When testing the JobA and JobC, the difference between the windowEnd and the original Event Time is just some few millisecond (~300), which is ok (latency from my producer + eventhub + stream analytics processing time).
But when I join both streams in a new Job C like this:
EventHubA
\
=> Job C (Join Datediff = 0 and timestamp by windowEnd)
/
EventHubB
This produces some output, but the problems comes here:
The real events are multiple minutes apart even if they were pushed at the same time by Job A and B (same windowEnd)
When I inspect the data coming out from EventHub A and B, the difference between the windowEnd and the real event timestamp ranges between 39 and 44 minutes, for all of them.
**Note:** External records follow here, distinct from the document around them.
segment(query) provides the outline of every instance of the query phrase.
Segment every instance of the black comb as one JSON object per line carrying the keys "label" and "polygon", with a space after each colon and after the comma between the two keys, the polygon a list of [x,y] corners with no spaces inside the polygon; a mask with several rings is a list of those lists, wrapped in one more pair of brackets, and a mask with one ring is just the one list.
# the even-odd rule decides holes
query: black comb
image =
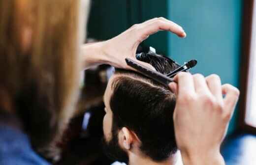
{"label": "black comb", "polygon": [[126,61],[128,66],[137,70],[144,75],[155,80],[164,85],[168,86],[168,84],[170,82],[173,82],[173,79],[170,78],[160,73],[142,66],[131,59],[126,58]]}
But when testing like mentionned above, it was only 300ms.
The worst part here is that when I run it in prod, it only emits some dozen events and stops, even if the input count is still in the thousands.
It's been weeks I'm working on this and everytime I'm dealing with some cryptic behavior from ASA, my topology is quite simple and I'm only using simple hopping windows of 1s hop, this shouldn't take weeks of tweaking and trial errors without even understanding what's happening.
For people who used ASA and AWS Kinesis analytics, did you find Kinesis analytics simpler to work with ? What annoys me here in ASA is the unpredictable behavior and issues without error messages (I activated log analytics and no error was there...)
Sorry to hear you encountered some issues with ASA. I see you have a 1 second hopping windows, but what is the total size of the windows and what is your approximate throughput?
Regarding the delay: Looking are your question, I think your ASA job may not have enough CPU resources, and then the event processing is delayed. Unfortunately this is not visible in the current SU% metric, but we plan to show metrics for both CPU and memory in the future. To confirm this is the root cause, you can check the number of backlogged events in the job diagram. If there are lot of events backlogged, you may need to increase the number of SUs for this job.
You also mentioned the job stops after a dozen output, do you see an error message in the logs?